I don't get the problem. Why bother where dotfiles are written to? GUI file managers and userland tools hide them by default. What would I gain by having them written outside of $HOME?
Easier to version your configs if they're all in one place. Easier to find a config file, less guess-work. Generally helps keep the home directory tidy of cruft. Not a huge deal, obviously, but programs should be well-behaved programs.
The whole point of .cache is that it's supposed to be that one folder that you know you shouldn't back up. As opposed to a dozen different app-specific ones that we have today.
Yes, it's a great idea in principle -- and would be even better if its location were configurable, per the XDG spec.
My comment wasn't meant as a criticism of the basic idea of a standard directory scheme; it was a reply to someone asking why anyone would ever care about files you can't see.
Point of order: Some of us really want ~/.local backed up or otherwise persisted; I've got the equivalent of a second /usr in there, and I only don't worry about "backing it up" because ~/.local/etc is in version control, and the rest is installed by my setup scripts.

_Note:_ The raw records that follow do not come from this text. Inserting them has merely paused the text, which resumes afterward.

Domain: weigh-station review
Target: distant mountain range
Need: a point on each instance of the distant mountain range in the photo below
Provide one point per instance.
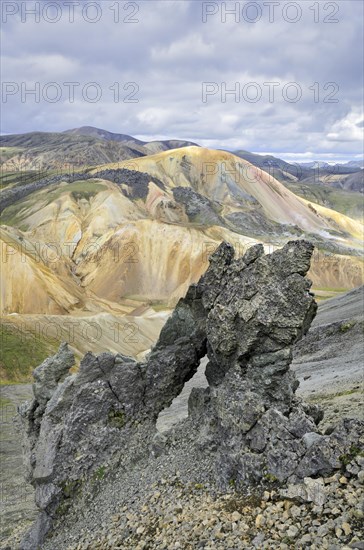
(117, 239)
(89, 146)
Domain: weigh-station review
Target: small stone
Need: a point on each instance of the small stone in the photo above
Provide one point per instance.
(259, 521)
(292, 532)
(346, 528)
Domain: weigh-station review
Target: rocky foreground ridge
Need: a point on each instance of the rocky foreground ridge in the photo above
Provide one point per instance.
(245, 432)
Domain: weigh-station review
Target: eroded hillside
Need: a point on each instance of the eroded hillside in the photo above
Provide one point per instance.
(122, 243)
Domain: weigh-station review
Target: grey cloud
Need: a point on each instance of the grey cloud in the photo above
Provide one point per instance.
(171, 52)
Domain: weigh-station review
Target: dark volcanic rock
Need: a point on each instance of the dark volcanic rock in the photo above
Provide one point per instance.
(245, 314)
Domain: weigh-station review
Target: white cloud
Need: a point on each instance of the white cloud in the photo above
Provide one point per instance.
(170, 53)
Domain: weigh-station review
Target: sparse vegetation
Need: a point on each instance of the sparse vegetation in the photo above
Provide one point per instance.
(344, 327)
(20, 352)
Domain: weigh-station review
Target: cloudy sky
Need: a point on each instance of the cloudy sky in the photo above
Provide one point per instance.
(266, 76)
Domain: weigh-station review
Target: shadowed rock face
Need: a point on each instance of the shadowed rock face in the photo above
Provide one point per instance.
(245, 314)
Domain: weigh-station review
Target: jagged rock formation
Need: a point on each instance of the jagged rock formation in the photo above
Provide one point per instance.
(245, 314)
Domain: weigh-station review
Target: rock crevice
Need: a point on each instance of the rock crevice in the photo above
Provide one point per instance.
(245, 314)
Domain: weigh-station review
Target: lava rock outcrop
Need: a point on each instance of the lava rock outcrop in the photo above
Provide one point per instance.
(245, 314)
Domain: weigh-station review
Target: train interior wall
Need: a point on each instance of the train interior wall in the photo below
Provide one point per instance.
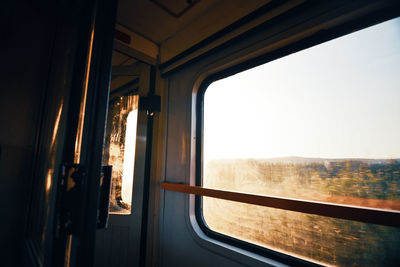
(26, 42)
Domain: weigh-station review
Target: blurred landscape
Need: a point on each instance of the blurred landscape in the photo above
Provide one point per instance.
(361, 182)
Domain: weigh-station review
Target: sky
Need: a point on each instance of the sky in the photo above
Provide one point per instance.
(339, 99)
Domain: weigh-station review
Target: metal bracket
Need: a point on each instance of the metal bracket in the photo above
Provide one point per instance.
(151, 103)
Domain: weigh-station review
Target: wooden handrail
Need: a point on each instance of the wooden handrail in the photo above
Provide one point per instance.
(355, 213)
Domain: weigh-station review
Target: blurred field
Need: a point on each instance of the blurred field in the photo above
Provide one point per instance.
(327, 240)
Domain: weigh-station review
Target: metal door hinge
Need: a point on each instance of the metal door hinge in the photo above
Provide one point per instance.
(151, 103)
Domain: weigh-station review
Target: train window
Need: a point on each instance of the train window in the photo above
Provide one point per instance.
(322, 124)
(119, 151)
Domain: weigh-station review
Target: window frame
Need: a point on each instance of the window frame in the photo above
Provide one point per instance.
(322, 37)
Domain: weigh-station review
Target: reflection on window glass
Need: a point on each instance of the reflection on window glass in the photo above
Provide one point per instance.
(322, 124)
(119, 151)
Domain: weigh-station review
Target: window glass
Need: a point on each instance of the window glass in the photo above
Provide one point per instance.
(322, 124)
(119, 151)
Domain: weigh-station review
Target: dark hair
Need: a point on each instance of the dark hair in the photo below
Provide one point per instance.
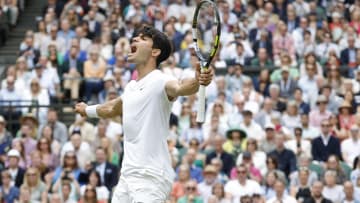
(93, 171)
(160, 41)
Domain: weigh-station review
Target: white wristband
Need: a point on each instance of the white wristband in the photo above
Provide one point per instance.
(91, 111)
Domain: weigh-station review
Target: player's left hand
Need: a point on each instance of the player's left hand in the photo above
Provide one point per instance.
(204, 77)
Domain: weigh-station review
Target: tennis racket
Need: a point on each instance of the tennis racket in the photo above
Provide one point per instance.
(206, 30)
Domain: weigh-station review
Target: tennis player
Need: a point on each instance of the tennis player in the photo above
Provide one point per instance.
(145, 107)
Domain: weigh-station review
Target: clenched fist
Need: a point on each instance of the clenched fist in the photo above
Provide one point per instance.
(80, 109)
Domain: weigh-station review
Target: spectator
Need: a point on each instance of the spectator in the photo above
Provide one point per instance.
(281, 196)
(318, 115)
(8, 193)
(205, 187)
(228, 162)
(332, 191)
(33, 182)
(350, 147)
(286, 158)
(191, 193)
(70, 164)
(94, 180)
(242, 186)
(325, 145)
(94, 71)
(317, 194)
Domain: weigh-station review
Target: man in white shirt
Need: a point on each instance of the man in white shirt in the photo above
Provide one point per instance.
(145, 107)
(281, 196)
(350, 147)
(242, 186)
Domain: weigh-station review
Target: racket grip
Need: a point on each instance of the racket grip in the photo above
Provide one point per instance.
(200, 117)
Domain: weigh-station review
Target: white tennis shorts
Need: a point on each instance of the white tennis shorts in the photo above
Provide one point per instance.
(141, 189)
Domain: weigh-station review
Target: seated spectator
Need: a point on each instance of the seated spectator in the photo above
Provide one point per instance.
(5, 136)
(71, 72)
(267, 187)
(256, 157)
(332, 190)
(236, 141)
(285, 157)
(242, 186)
(205, 187)
(33, 182)
(350, 147)
(18, 145)
(349, 194)
(191, 194)
(70, 164)
(29, 50)
(81, 148)
(68, 186)
(95, 181)
(291, 118)
(9, 193)
(299, 145)
(94, 71)
(84, 128)
(304, 163)
(280, 194)
(218, 194)
(302, 190)
(321, 113)
(325, 145)
(36, 95)
(178, 187)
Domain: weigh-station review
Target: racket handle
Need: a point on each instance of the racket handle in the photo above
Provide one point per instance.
(200, 117)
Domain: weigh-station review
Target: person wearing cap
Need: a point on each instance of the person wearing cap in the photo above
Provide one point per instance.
(251, 128)
(17, 173)
(299, 145)
(94, 72)
(321, 113)
(210, 178)
(5, 137)
(350, 147)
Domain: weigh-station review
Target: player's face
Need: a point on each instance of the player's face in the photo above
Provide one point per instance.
(141, 49)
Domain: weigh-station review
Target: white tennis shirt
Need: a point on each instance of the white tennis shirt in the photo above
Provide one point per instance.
(146, 114)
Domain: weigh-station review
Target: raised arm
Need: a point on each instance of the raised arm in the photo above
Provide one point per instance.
(109, 109)
(188, 86)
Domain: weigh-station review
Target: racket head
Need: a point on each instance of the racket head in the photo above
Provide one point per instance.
(206, 19)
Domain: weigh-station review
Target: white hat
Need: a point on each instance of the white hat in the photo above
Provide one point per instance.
(14, 153)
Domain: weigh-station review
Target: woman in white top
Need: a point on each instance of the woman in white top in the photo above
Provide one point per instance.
(101, 191)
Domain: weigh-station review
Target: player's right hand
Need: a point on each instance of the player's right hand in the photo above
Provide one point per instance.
(80, 108)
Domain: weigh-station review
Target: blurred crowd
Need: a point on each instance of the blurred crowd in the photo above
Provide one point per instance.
(282, 122)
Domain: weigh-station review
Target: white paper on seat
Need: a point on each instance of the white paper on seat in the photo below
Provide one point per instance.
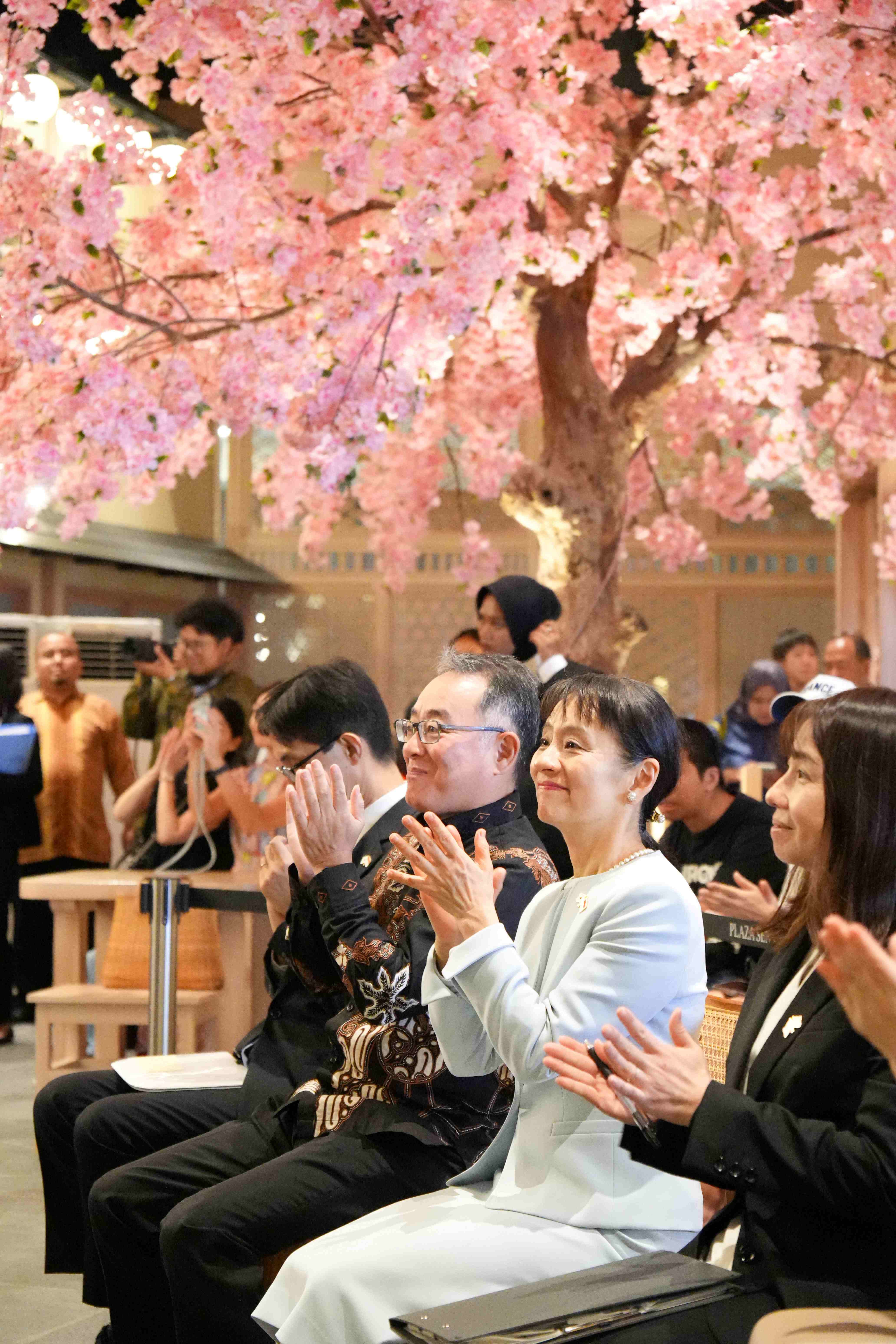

My partner has to manage having a 500MB quota on their home directory at work. A couple of times a month something decides to dump 300+ MB of data in there and break everything.
Apps use dotfiles or dotdirs for caching data. Think browser caches. That's the point of the standard... All the non essential caching data lives in one place and so is easy to prune when needed.
Preferences files tend to be pretty small; I'd be rather surprised even if a 128MB thumb drive couldn't store them all. The bulk of the space will almost certainly be consumed by other things.
You cannot and should never assume that dotfiles are just preference files. They might be directories, and those directories might be chock full of big files — or worse, temp files that should really be in /tmp.